Nella pieve Valdicastello il suo culto venne associato a quello per San Giovanni, per secoli meta di soste e preghiere, decorata ed arricchita di preziosi arredi finchè l’idiozia d’ un vescovo pisano nel 1835 volle demolirla. Se la si trova si deve alla raccolta di fondi del versiliese G.Battista Nuti per ricostruirla in gotico e restaurare ciò che rimaneva come le figure scolpite del leone, bue, aquila e angelo a rappresentare gli animali dell’Apocalisse, mentre nell’ Abside rimangono altre sculture originali tra le quali la figura d’ un pellegrino. Sul pavimento rinascimentale stanno le lapidi funebri di prelati e cittadini pii che vi furono sepolti fin dal ‘500 quando fu innalzato il campanile.La via proseguiva per Camaiore, menzionata nel 760 in una donazione di un nobile longobardo dal Vescovo di Lucca al al monastero S.Pietro in Campo Maiore, ove era un antico centro romano sulla via Aurelia, in seguito presidio di Lucca nei conflitti con Pisa finchè non divenne cittadina cinta da mura nel 1255. Luogo di sosta e culto era la Collegiata eretta nel 1278 nella piazza S.Bernardino da Siena, accanto all più tardo campanile del 1365, s’accede dal portale sulla facciata romanica nelle tre navate dagli altari laterali, sul terzo a sinistra un crocifisso ligneo del XIV secolo, sulla navata a destra un dipinto del Marracci che raffigura la Madonna del Carmine, sulla sinistra un’ Ultima Cena su pala del Dandini del XVII, stesso periodo delle formelle di Giovan Battista Stagi che decorano l’ altare maggiore ed un pregevole organo cinquecentesco arrichisce gli arredi della chiesa, mentre in un sarcofago romano sta la fonte battesimale. Nei pressi della ricostruita chiesa romanica San Michele del secolo XII si trova la Confraternita del Santissimo Sacramento nel cui Museo d’Arte Sacra sono opere si maestri toscani e fiamminghi dal XIV secolo al seicento e qui ne’ pressi era l’ hospitalis per i pellegrini.
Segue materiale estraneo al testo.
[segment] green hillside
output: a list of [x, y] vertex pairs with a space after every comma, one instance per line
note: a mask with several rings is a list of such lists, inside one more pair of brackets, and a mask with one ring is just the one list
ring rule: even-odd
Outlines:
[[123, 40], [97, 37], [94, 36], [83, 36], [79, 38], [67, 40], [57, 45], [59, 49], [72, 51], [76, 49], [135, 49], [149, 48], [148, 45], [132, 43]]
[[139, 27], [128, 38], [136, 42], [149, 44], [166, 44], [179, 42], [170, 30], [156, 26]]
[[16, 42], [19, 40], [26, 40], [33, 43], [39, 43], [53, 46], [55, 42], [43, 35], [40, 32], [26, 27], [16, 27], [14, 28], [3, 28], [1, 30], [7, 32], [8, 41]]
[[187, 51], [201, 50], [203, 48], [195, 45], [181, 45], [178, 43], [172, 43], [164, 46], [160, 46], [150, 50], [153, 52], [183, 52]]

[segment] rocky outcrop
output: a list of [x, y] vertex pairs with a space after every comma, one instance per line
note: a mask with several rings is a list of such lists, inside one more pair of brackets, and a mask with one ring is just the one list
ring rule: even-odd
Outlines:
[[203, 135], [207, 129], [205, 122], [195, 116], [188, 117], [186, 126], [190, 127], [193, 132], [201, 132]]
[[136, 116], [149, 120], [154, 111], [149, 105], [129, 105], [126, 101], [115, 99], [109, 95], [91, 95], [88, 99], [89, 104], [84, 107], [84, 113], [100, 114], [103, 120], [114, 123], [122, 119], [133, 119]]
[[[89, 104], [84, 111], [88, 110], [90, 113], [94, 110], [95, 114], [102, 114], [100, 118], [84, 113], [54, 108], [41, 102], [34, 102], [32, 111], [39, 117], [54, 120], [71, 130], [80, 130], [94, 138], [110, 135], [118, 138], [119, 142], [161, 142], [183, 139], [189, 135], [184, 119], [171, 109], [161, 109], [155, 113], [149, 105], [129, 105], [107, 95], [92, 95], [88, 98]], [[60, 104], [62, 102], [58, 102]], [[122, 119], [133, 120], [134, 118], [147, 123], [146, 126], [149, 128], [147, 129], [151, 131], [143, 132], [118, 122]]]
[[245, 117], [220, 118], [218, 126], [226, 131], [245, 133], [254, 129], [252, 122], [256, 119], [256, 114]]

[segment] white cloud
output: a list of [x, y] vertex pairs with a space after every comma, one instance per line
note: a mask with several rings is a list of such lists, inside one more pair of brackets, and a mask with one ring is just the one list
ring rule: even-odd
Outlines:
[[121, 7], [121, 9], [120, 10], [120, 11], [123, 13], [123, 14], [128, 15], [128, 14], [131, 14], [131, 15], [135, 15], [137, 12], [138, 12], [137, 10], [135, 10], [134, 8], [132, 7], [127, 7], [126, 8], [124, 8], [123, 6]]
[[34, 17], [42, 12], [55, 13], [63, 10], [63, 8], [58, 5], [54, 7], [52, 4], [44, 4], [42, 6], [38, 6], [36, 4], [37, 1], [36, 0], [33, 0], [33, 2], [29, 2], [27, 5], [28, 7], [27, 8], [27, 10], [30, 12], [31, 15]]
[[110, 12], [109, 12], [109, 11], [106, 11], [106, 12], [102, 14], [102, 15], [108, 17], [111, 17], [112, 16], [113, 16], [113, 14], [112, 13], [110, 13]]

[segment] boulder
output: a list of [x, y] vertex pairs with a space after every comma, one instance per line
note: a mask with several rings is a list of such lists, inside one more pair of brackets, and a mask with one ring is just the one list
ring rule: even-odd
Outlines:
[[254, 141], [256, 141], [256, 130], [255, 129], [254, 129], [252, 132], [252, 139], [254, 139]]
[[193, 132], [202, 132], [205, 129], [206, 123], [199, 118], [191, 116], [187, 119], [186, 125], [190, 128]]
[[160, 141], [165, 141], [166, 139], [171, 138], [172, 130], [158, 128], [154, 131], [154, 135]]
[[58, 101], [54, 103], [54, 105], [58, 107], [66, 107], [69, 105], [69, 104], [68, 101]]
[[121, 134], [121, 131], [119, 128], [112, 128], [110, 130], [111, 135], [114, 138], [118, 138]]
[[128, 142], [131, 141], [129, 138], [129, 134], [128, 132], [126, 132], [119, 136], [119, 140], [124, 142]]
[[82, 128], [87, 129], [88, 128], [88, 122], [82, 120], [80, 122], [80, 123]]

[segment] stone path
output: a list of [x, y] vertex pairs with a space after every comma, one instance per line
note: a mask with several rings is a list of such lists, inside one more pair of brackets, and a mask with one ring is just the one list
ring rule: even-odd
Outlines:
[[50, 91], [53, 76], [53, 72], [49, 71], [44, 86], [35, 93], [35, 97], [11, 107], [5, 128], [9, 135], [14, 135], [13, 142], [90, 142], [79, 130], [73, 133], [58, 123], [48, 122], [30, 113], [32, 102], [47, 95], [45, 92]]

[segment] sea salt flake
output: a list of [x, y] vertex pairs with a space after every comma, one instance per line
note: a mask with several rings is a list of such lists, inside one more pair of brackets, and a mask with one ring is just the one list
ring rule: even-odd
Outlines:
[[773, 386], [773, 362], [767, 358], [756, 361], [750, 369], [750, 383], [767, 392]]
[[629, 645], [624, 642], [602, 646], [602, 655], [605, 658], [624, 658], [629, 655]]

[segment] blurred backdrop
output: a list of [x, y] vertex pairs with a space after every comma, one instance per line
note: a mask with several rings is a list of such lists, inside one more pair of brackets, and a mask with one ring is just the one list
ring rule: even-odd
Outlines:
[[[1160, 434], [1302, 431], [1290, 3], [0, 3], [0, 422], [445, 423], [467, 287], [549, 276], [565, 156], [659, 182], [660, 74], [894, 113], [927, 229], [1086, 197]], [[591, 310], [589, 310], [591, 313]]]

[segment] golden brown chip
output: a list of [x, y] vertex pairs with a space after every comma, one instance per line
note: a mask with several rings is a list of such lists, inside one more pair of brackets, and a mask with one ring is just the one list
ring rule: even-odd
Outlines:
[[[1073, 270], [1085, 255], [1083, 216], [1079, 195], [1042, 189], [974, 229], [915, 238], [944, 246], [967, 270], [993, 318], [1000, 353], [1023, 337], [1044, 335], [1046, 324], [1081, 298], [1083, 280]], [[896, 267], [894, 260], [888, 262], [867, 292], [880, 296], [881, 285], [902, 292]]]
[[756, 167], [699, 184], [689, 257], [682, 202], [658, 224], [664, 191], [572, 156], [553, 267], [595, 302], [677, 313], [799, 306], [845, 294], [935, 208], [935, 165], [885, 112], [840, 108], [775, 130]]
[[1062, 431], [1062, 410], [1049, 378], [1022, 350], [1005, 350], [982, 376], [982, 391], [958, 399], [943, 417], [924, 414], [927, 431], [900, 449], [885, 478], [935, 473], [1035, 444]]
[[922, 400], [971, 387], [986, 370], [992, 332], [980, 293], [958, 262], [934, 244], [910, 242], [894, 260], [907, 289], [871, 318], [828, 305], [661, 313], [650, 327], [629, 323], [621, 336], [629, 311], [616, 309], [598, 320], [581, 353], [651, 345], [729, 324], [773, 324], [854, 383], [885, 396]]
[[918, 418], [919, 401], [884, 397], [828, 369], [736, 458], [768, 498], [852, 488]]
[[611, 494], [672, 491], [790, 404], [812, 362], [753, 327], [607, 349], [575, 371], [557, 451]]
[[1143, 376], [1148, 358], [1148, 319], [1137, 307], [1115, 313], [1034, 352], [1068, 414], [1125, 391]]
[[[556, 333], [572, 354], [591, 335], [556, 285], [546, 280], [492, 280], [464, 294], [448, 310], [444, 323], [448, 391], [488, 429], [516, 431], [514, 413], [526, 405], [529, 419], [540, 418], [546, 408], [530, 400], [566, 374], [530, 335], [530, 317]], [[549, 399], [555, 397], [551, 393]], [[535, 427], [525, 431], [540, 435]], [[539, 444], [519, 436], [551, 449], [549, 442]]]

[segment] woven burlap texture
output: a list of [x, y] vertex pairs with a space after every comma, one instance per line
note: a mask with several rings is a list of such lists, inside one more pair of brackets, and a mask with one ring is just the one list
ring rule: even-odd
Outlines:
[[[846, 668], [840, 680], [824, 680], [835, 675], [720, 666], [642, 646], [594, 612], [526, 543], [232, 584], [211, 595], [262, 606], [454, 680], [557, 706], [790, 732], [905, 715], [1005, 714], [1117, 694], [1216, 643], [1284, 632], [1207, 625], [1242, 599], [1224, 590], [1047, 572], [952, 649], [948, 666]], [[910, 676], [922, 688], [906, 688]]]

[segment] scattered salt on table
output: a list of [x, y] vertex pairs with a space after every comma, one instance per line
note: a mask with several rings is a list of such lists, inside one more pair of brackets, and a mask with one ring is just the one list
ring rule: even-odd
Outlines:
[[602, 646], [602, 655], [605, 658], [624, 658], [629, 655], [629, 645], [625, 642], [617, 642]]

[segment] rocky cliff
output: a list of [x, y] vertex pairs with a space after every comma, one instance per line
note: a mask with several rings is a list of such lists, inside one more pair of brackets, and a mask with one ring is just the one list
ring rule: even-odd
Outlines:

Poco fuori di Camaiore la Badia di San Pietro edificata dai benedettini nell’ ottavo secolo, li accoglieva fin dall’ epoca longobarda, poi ampliata nel secolo XII con mura protettive delle quali rimane un arco sul piazzale ove sorgeva il cimitero, all’ interno tre navate verso l’ abside dai pilastri affrescati, sul primo a sinistra ne rimane la raffigurazione di S.Maria Egiziaca e una Pietà sul secondo incorporato da un altare settecentesco. E’ la Campmaior XXVII, ventottesima sosta di Sigerico che lascia attraverso la vallata di freddana salendo per il valico di Montemagno di dove scendere per la piana del Serchio e Lucca. Di lì si controllava la via e alla fine del XI secolo già il castello dominava quelle terre che furono dei nobili Paganelli, signori di Montemagno dopo i Longobardi che nel secolo XI avevano eretto fortificazioni, castella e ingrandito il borgo arroccato sul monte Calvario di dove s’ apre la vista sulla vallata di Camaiore. Accanto alla chiesa di San Michele Arcangelo dell’ anno mille, sorse un hospitalis per pellegrini nominato nel secolo dodicesimo, nei pressi v’ era la piccola chiesa di a San Bartolomeo che ne rimangono le tracce di affrescate dei santi Bartolomeo e Michele sulle rovine della facciata, proseguendo a Valpromaro si trovava nel secolo dodicesimo la chiesa e l’ hopitalis San Martino, del secolo successivo l’ altra accoglienza per pellegini Locus dominorum Piscopana di cui rimane la piccola cappella Maddalena. Già sosta in epoca romana su quella via legata all’ Aurelia, Valpromaro con i suoi borghi lo fu per tutto il medioevo come dappertutto e testimoniato, a Piazzano si trova la chiesa San Frediano del XII secolo accanto cui sorgeva l’ hospitalis Ospedaletto ad accogliere i pellegrini sulla via Francigena che di qui usciva dalle mura attraverso una porta accanto al campanile e poco oltre ad occidente era difesa da una torre quadrangolare sulla via per Lucca, sostando alla chiesa Spedale di San Michele della Contessora. Un’ iscrizione ne celebra la fondazione nel 1175 ad opera di Ugolino per accogliere i pellegrini, la grande chiesa sorgeva sul piazzale a sinistra della via e l’ Ospedaletto dall’ altra parte su due piani, secoli di viandanti e pellegrini finchè non vi giunsero i più feroci tra tutti i barbari che nella sanguinaria ritirata nazista in Italia la rasero al suolo.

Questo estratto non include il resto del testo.